Le Parisien avait pris son arme de sa seule main valide et, ainsi qu’on le voit, il s’en était adroitement servi.

Et comme ils se félicitaient, de grands cercles concentriques se dessinèrent à la surface de l’eau. Une tête d’homme apparut au centre.

— Un nageur, murmura Fabian…

Il épaulait.

— Diable ! ne tirez pas sur les amis, fit la voix railleuse de Pierre.

— Quoi, c’est vous ?

— Moi-même, ainsi que vous pouvez vous en assurer, continua le Canadien en prenant pied auprès de ses camarades.

— D’où venez-vous ?

— De là-bas. Je désirais obtenir qu’on ne tirât plus sur nous. Il y avait là cinq olibrius montés sur un bateau.

— Et ?

— Je suis arrivé sans bruit à la nage, j’ai chaviré la barque. Deux des bélîtres ne savaient pas nager… ils ont coulé comme des pierres… Quant aux autres, deux ont le dos troué par mon couteau, ce qui les empêche de flotter. Le dernier m’a échappé… Je ne le regrette pas. J’espère qu’il rejoindra ses associés et qu’il leur apportera une crainte salutaire de nous.

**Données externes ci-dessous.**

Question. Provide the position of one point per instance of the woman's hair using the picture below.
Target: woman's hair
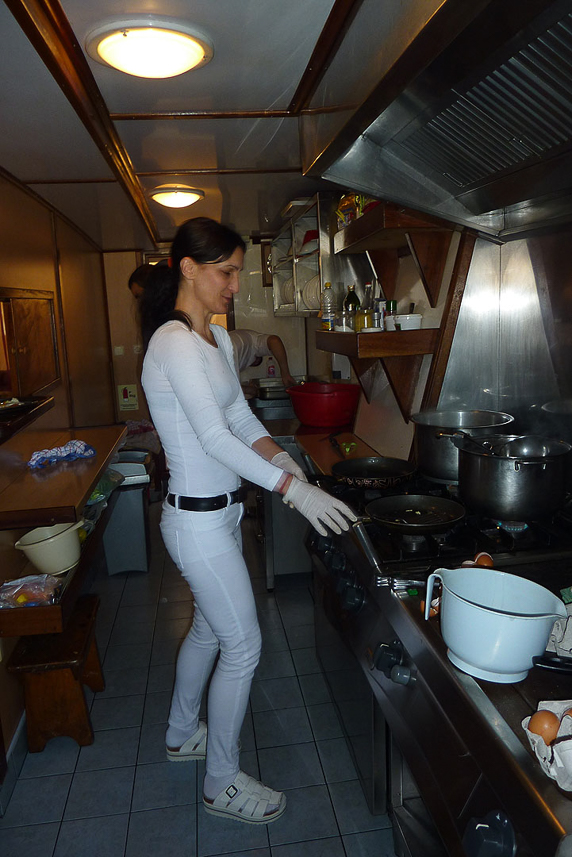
(204, 240)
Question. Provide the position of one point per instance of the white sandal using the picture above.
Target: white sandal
(247, 800)
(194, 748)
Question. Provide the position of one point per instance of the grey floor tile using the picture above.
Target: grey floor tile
(325, 721)
(124, 682)
(37, 801)
(122, 657)
(157, 707)
(117, 713)
(165, 652)
(98, 837)
(174, 610)
(128, 634)
(95, 793)
(309, 815)
(314, 689)
(275, 694)
(161, 678)
(336, 760)
(301, 636)
(152, 744)
(58, 757)
(222, 836)
(112, 748)
(305, 661)
(164, 784)
(351, 809)
(274, 640)
(275, 665)
(173, 629)
(330, 847)
(375, 843)
(276, 728)
(167, 832)
(290, 767)
(35, 841)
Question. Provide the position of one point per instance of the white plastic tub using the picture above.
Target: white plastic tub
(494, 623)
(52, 550)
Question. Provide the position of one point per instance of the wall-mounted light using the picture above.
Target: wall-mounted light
(176, 195)
(149, 47)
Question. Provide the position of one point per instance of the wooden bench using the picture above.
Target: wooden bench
(54, 668)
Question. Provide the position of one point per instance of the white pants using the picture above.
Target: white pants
(207, 549)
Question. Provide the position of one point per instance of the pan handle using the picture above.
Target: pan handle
(553, 662)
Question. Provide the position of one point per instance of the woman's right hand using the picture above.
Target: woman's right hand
(318, 507)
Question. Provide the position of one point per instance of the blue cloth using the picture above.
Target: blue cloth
(69, 452)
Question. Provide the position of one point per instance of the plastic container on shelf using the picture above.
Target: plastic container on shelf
(317, 404)
(125, 540)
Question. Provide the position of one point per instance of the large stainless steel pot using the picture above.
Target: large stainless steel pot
(512, 487)
(435, 454)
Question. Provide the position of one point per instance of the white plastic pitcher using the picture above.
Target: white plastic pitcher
(54, 549)
(493, 623)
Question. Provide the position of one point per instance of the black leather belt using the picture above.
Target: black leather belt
(207, 504)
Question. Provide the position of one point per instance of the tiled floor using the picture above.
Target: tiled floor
(120, 796)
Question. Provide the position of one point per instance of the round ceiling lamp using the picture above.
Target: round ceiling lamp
(149, 47)
(176, 196)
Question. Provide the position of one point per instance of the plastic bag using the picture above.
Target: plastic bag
(110, 480)
(30, 591)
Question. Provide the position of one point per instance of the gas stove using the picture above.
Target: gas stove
(452, 765)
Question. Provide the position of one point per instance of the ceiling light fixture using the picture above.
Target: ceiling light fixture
(149, 47)
(176, 196)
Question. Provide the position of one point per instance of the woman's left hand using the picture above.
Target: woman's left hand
(287, 463)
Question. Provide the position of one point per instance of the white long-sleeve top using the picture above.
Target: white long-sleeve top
(200, 413)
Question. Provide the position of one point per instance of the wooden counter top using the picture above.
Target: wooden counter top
(57, 493)
(322, 453)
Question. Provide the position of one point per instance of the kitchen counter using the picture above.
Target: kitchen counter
(57, 493)
(314, 442)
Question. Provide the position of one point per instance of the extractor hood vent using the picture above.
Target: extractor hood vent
(512, 117)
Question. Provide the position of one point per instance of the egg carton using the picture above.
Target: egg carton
(555, 758)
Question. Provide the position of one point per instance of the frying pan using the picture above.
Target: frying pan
(415, 513)
(372, 472)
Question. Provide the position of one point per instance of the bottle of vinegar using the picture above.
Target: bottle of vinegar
(328, 307)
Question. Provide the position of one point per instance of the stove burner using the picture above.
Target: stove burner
(412, 543)
(515, 528)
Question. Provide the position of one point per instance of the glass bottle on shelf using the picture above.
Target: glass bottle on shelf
(328, 307)
(351, 300)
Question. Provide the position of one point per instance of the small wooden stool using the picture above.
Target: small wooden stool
(54, 668)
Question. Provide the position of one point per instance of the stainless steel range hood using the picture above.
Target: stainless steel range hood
(483, 135)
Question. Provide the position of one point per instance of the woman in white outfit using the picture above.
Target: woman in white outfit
(211, 440)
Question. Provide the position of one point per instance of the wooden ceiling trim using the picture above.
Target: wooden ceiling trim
(49, 31)
(338, 23)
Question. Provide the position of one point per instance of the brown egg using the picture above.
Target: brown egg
(546, 724)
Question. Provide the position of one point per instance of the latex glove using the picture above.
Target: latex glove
(287, 463)
(318, 507)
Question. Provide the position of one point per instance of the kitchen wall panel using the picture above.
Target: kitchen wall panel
(88, 348)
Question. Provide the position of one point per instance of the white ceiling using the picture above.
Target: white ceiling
(261, 51)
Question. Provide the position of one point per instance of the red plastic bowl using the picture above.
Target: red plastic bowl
(318, 404)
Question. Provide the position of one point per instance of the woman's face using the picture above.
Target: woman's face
(214, 284)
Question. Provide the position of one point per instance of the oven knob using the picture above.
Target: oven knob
(400, 674)
(352, 598)
(386, 656)
(491, 836)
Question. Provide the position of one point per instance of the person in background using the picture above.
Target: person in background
(138, 280)
(250, 347)
(212, 440)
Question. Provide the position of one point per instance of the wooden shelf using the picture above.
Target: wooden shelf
(52, 618)
(57, 493)
(386, 227)
(13, 422)
(390, 343)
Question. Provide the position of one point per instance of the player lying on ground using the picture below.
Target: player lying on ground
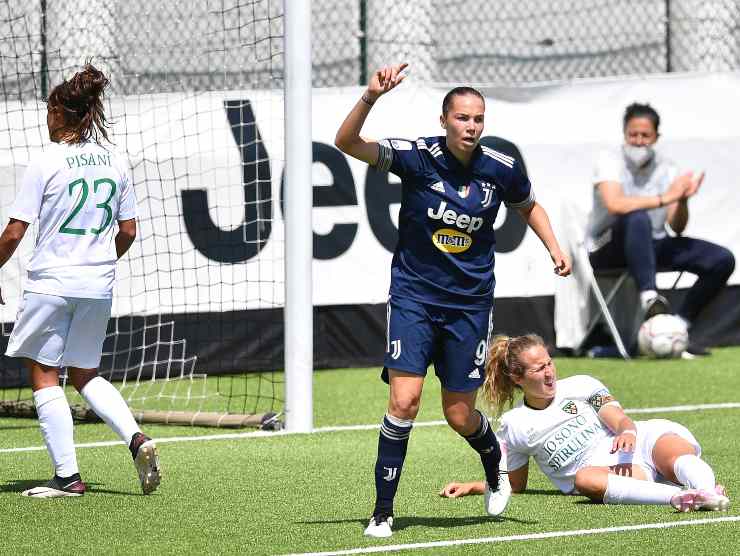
(75, 189)
(582, 440)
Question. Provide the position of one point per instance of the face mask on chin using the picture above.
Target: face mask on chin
(638, 156)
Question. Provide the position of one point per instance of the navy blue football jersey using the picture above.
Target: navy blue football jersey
(445, 252)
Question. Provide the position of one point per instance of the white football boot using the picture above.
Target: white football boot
(495, 501)
(380, 526)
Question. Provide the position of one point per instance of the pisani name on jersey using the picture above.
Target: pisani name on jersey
(88, 159)
(570, 441)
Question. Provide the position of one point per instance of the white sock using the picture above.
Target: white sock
(646, 297)
(55, 419)
(107, 402)
(694, 472)
(626, 490)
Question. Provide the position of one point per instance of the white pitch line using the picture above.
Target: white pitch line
(527, 537)
(342, 428)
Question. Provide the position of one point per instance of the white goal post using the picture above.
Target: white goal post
(298, 204)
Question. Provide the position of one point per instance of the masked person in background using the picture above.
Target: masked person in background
(637, 191)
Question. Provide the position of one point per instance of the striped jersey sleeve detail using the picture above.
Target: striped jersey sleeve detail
(435, 150)
(501, 157)
(385, 156)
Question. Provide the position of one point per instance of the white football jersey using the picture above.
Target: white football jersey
(77, 192)
(562, 437)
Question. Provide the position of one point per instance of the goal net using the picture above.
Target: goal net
(196, 101)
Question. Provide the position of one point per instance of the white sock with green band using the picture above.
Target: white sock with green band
(626, 490)
(55, 419)
(694, 472)
(109, 405)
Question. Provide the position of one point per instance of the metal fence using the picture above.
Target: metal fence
(230, 44)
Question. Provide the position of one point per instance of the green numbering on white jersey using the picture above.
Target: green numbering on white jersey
(108, 212)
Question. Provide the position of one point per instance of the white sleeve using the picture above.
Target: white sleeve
(608, 168)
(516, 456)
(127, 204)
(27, 204)
(591, 391)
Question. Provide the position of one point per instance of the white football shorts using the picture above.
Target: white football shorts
(60, 331)
(648, 433)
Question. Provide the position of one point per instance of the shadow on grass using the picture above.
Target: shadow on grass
(541, 492)
(401, 523)
(92, 488)
(33, 425)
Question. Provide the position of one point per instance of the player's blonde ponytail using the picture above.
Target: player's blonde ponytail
(81, 102)
(503, 364)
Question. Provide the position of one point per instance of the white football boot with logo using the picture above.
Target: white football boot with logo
(380, 526)
(496, 501)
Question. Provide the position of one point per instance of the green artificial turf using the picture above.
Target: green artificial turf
(313, 492)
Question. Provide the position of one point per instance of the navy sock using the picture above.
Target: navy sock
(392, 443)
(483, 441)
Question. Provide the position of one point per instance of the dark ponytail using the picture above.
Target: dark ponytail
(81, 101)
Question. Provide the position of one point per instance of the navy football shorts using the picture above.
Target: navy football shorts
(454, 340)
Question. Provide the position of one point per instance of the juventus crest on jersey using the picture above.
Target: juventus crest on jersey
(562, 437)
(446, 247)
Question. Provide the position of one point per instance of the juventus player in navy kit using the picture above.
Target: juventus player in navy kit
(441, 294)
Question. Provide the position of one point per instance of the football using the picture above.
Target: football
(663, 336)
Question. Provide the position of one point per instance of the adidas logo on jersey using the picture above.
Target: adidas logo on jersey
(449, 216)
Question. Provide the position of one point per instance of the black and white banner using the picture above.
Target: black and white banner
(208, 169)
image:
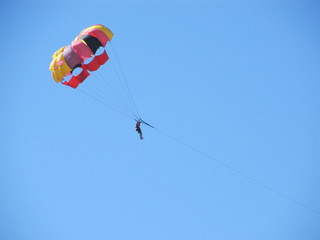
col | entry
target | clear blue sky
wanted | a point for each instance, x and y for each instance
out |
(237, 81)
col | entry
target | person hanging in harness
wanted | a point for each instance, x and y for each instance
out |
(138, 129)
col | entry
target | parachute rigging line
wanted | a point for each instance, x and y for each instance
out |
(242, 174)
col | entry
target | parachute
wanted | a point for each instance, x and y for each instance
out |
(73, 64)
(84, 46)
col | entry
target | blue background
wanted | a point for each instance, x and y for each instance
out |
(232, 88)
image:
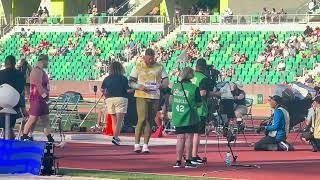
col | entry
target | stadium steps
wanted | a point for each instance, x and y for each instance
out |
(142, 9)
(169, 37)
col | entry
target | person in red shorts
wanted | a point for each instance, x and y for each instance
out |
(39, 99)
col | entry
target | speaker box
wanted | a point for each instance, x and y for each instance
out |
(26, 157)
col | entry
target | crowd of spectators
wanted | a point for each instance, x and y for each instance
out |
(272, 16)
(39, 17)
(305, 44)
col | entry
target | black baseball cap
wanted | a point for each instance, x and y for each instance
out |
(201, 63)
(276, 98)
(317, 99)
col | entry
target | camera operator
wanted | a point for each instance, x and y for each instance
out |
(240, 104)
(277, 130)
(310, 134)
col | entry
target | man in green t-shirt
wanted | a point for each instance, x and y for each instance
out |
(185, 101)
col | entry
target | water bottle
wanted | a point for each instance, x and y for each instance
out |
(228, 159)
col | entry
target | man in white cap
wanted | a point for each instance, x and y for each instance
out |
(240, 103)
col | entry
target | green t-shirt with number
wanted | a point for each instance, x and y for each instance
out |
(203, 109)
(181, 111)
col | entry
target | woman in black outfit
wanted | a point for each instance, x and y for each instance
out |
(115, 88)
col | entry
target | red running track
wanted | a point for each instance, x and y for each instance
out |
(297, 165)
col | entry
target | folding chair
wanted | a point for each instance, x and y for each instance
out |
(65, 110)
(248, 116)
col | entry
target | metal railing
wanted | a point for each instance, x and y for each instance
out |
(250, 19)
(123, 8)
(185, 19)
(36, 21)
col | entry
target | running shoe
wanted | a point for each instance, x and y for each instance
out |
(178, 165)
(25, 138)
(283, 146)
(50, 138)
(137, 148)
(190, 165)
(197, 160)
(145, 149)
(116, 141)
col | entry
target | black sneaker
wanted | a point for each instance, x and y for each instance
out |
(25, 138)
(190, 165)
(196, 160)
(116, 141)
(240, 127)
(178, 165)
(50, 138)
(314, 146)
(283, 146)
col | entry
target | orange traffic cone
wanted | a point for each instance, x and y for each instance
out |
(108, 130)
(158, 132)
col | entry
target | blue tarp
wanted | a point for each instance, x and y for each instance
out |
(21, 157)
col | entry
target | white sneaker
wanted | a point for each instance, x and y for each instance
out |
(137, 148)
(145, 149)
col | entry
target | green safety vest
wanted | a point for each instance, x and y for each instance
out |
(203, 109)
(181, 111)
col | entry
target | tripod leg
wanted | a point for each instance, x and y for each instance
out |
(205, 160)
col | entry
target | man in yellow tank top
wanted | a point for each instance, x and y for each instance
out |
(147, 78)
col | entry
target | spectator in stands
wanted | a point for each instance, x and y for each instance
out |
(261, 58)
(177, 13)
(309, 80)
(243, 58)
(90, 4)
(79, 32)
(40, 11)
(97, 33)
(125, 32)
(139, 48)
(155, 11)
(44, 44)
(281, 66)
(111, 10)
(53, 51)
(30, 33)
(23, 33)
(312, 5)
(104, 33)
(273, 15)
(227, 16)
(267, 66)
(93, 14)
(308, 31)
(26, 48)
(236, 58)
(46, 12)
(265, 15)
(2, 66)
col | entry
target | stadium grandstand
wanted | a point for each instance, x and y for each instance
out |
(259, 49)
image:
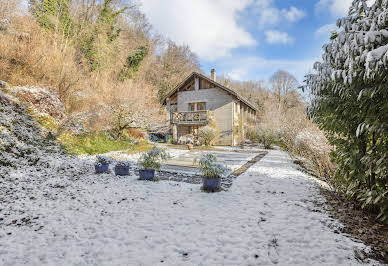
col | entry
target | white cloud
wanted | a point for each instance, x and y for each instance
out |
(293, 14)
(258, 68)
(209, 27)
(269, 15)
(337, 8)
(278, 37)
(325, 30)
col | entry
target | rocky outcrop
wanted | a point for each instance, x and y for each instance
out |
(3, 84)
(41, 99)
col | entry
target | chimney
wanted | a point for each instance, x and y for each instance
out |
(213, 74)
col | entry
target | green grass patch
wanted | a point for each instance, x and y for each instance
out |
(98, 143)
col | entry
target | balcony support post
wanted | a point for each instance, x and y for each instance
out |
(174, 133)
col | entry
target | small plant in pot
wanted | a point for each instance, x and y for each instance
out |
(212, 172)
(151, 161)
(102, 164)
(122, 168)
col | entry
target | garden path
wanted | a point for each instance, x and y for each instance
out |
(273, 214)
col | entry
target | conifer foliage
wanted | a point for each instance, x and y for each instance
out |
(350, 89)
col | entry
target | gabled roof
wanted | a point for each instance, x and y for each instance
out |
(216, 84)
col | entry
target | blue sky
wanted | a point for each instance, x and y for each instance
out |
(249, 39)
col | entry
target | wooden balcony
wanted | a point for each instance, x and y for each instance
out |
(191, 118)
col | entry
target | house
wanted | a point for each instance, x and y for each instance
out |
(199, 100)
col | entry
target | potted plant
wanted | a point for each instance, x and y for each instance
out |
(151, 161)
(212, 172)
(122, 168)
(102, 164)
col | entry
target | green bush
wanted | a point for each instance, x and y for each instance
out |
(153, 158)
(351, 105)
(98, 143)
(208, 135)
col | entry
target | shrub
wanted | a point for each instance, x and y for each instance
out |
(135, 133)
(153, 158)
(350, 104)
(266, 137)
(208, 135)
(312, 145)
(122, 164)
(210, 168)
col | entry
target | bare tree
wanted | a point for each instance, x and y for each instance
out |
(283, 83)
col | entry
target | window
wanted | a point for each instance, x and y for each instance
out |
(192, 107)
(197, 106)
(204, 84)
(201, 106)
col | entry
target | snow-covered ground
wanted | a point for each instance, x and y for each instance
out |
(267, 217)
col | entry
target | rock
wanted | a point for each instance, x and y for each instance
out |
(4, 24)
(3, 85)
(42, 99)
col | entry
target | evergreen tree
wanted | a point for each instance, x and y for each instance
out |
(133, 63)
(53, 15)
(97, 45)
(350, 89)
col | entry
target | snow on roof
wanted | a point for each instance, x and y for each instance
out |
(232, 92)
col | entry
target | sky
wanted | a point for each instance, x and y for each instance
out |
(249, 39)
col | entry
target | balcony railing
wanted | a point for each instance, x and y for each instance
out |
(194, 117)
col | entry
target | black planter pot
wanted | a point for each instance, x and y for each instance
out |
(101, 168)
(211, 184)
(122, 171)
(147, 174)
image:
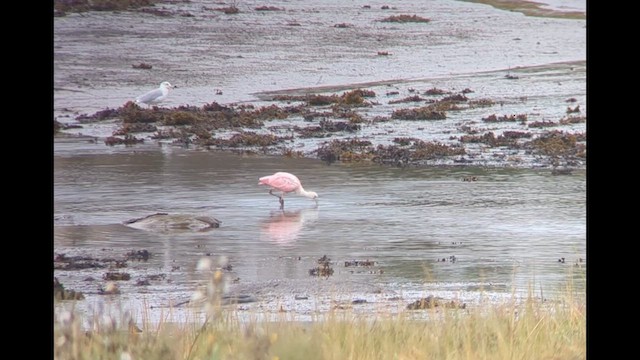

L’espérance du Canadien s’était sûrement réalisée, car tout bruit avait cessé du côté de l’ennemi.

— Savez-vous ce que je me figure ? reprit l’engagé.

— Non, mais apprenez-nous-le.

— Volontiers. Les Nordistes ont envoyé un détachement à la recherche d’autres canots afin de nous attaquer en force.

— C’est possible.

— Ils ne bougeront donc pas pendant une demi-heure au moins.

— En effet.

— Dès lors, rien ne nous retient plus ici. L’heure nécessaire pour assurer la fuite de la doña Mestiza est écoulée. Profitons du répit qui nous est laissé et tâchons de tirer notre peau d’ici.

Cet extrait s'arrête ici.